In Part 1 of this Big Data series, I provided a background on the origins of Big Data.
But What is Big Data?
The problem with using the term “Big Data” is that it’s used in a lot of different ways. One definition is that Big Data is any data set that is too large for on-hand data management tools. According to Martin Wattenberg, a scientist at IBM, “The real yardstick … is how it [Big Data] compares with a natural human limit, like the sum total of all the words that you’ll hear in your lifetime.” Collecting that data is a solvable problem, but making sense of it, (particularly in real time), is the challenge that technology tries to solve. This new type of technology is often listed under the title of “NoSQL” and includes distributed databases that are a departure from relational databases like Oracle and MySQL. These are systems that are specifically designed to be able to parallelize compute, distribute data, and create fault tolerance on a large cluster of servers. Some examples of NoSQL projects and software are: Hadoop, Cassandra, MongoDB, Riak and Membase.
The techniques vary, but there is a definite distinction between SQL relational databases and their NoSQL brethren. Most notably, NoSQL systems share the following characteristics:
- Do not use SQL as their primary query language
- May not require fixed table schemas
- May not give full ACID guarantees (Atomicity, Consistency, Isolation, Durability)
- Scale horizontally
Because of the lack of ACID, NoSQL is used when performance and real-time results are more important than consistency. For example, if a company wants to update their website in real time based on an analysis of the behaviors of a particular user interaction with the site, they will most likely turn to NoSQL to solve this use case.
However, this does not mean that relational databases are going away. In fact, it is likely that in larger implementations, NoSQL and SQL will function together. Just as NoSQL was designed to solve a particular use case, so do relational databases solve theirs. Relational databases excel at organizing structured data and is the standard for serving up ad-hoc analytics and business intelligence reporting. In fact, Apache Hadoop even has a separate project called Sqoop that is designed to link Hadoop with structured data stores. Most likely, those who implement NoSQL will maintain their relational databases for legacy systems and for reporting off of their NosQL clusters.
Big Data and the Cloud
The early adopters of Big Data were small web companies that grew to much larger companies with capital budgets that could be invested into dedicated data centers. However, with the incredible increase in the amount of data generated, collected, and analyzed, smaller companies can take advantage of the cloud and off-load the hardware management to those vendors.

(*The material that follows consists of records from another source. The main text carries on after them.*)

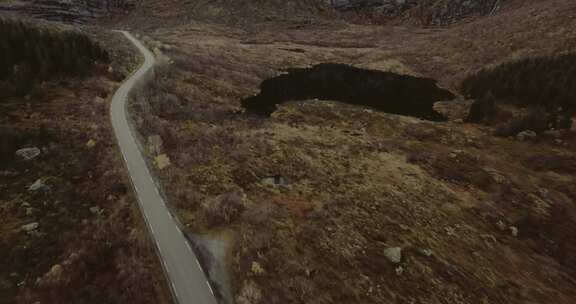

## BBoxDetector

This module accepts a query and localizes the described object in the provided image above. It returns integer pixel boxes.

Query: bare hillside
[112,0,576,303]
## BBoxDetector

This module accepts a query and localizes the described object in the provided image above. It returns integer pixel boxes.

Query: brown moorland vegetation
[0,18,169,304]
[119,0,576,303]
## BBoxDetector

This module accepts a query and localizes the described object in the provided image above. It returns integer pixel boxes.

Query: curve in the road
[110,30,218,304]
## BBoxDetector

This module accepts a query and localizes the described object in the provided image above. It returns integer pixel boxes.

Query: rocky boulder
[28,178,50,192]
[383,247,403,264]
[21,222,39,232]
[15,147,41,161]
[517,130,537,142]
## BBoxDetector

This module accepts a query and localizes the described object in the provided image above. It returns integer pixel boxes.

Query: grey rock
[15,147,41,161]
[510,226,519,237]
[516,130,537,141]
[86,139,97,148]
[383,247,402,264]
[420,249,434,257]
[21,222,39,232]
[89,206,102,215]
[262,175,287,187]
[28,179,50,192]
[94,96,105,104]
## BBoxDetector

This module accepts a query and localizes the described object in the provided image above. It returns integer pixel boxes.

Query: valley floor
[113,0,576,303]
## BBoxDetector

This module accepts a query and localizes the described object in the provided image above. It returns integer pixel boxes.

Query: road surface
[110,30,219,304]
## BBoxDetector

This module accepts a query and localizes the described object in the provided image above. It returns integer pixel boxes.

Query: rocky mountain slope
[0,0,135,24]
[332,0,502,25]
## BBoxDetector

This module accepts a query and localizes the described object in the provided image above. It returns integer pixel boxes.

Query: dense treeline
[0,18,109,97]
[460,54,576,115]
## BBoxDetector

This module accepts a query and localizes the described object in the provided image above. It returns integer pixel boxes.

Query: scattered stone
[419,249,434,257]
[510,226,519,237]
[94,96,105,104]
[89,206,102,215]
[444,226,457,236]
[262,175,287,187]
[25,208,34,216]
[28,179,50,192]
[154,154,171,170]
[516,130,537,142]
[148,135,163,155]
[86,139,97,148]
[398,224,411,231]
[395,266,404,276]
[15,147,41,161]
[47,264,63,279]
[383,247,402,264]
[21,222,39,232]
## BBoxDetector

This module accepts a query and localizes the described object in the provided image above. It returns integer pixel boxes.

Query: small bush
[203,192,246,226]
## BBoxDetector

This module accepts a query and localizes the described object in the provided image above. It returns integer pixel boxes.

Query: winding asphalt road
[110,30,219,304]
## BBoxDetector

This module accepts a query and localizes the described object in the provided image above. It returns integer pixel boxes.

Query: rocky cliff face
[330,0,502,25]
[0,0,136,24]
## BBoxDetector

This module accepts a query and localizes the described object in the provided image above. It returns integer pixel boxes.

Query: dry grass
[119,1,576,303]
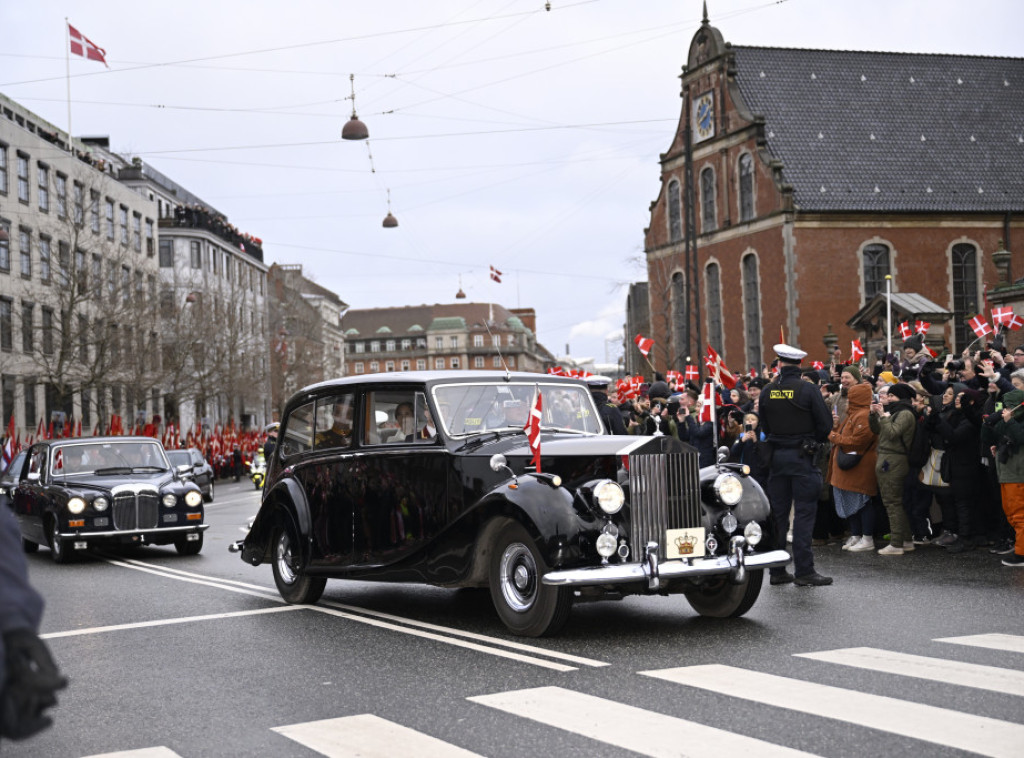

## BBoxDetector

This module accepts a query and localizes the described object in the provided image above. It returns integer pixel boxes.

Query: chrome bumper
[58,524,209,540]
[542,538,790,590]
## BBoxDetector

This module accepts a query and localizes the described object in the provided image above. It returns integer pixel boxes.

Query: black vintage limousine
[233,371,790,636]
[10,436,207,562]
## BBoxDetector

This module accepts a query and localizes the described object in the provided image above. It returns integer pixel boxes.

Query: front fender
[240,477,311,566]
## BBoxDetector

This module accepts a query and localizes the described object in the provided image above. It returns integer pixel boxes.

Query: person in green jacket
[869,383,917,555]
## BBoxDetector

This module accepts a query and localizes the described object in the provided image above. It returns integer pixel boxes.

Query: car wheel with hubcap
[174,531,204,556]
[272,525,326,604]
[488,520,572,637]
[47,518,71,564]
[684,569,763,618]
[204,480,214,503]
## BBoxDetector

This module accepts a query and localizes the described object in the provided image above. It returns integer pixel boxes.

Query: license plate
[186,532,199,541]
[665,527,705,559]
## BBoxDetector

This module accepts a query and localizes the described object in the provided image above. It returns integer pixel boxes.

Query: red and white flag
[68,23,108,67]
[915,320,931,335]
[634,334,654,357]
[921,343,936,359]
[1008,314,1024,331]
[1,415,15,468]
[811,360,825,370]
[524,391,542,472]
[697,381,720,423]
[992,306,1014,327]
[897,321,912,339]
[969,315,993,338]
[684,364,700,382]
[850,339,865,362]
[489,265,502,283]
[705,345,737,389]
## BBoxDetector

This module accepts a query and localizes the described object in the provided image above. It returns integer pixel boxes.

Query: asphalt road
[6,480,1024,758]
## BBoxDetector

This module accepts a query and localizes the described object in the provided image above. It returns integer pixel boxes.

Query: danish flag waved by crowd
[705,344,737,388]
[68,23,108,67]
[634,334,654,357]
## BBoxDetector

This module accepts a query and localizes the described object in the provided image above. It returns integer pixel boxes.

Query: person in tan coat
[828,383,879,551]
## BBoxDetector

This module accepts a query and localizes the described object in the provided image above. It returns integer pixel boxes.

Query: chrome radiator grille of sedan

Two traits that many of these NoSQL solutions have in common make them a seemingly natural fit for the cloud: One is that the nodes are distributed, and the second is that they run on commodity hardware. The cloud is designed for horizontal scaling and often built on low-cost, commodity hardware, especially at the infrastructure-as-service (IaaS) layer, where customers simply need infrastructure and have the application expertise to build and configure their own Big Data application (whether it is with Hadoop, Cassandra, or any number of products).
Given what most users are trying to achieve with Big Data applications – large-scale data sets, large-scale analysis, often in real-time – performance is a key factor. Ideally, users will want a hybrid implementation that combines both virtual and dedicated servers. This gives maximum flexibility that balances the elastic, scalable nature of virtual machines with the single-tenancy of dedicated servers. Big Data projects don’t happen in a vacuum: while a NoSQL database can leverage dedicated servers, the app or web servers that present the results of the analysis to end users can easily be added to as many virtual machines as needed to meet demand. In addition, using the cloud means that users won’t need to invest in expensive equipment, pay for power and connectivity, or hire additional resources to maintain hardware. Users simply need to pay for the infrastructure that they need and have the ability to scale over time. The ability to scale up or down to match demand (and to only pay for the infrastructure that you use) is one of the values of using the cloud for Big Data.
With whatever solution that you select, you should also take into account the nature of the application and where you will want to house the processing and the output. The amount of data you collect, analyze and present will only increase over time. The advantage will go to companies that can collect and analyze this data quickly and efficiently, allowing them to react instantly to customer sentiment and to changing trends in the ever-quickening pace of business. Make sure to select the right infrastructure vendor who can match your performance criteria and has capacity to grow with you as your data and application needs increase to match the demands of your business.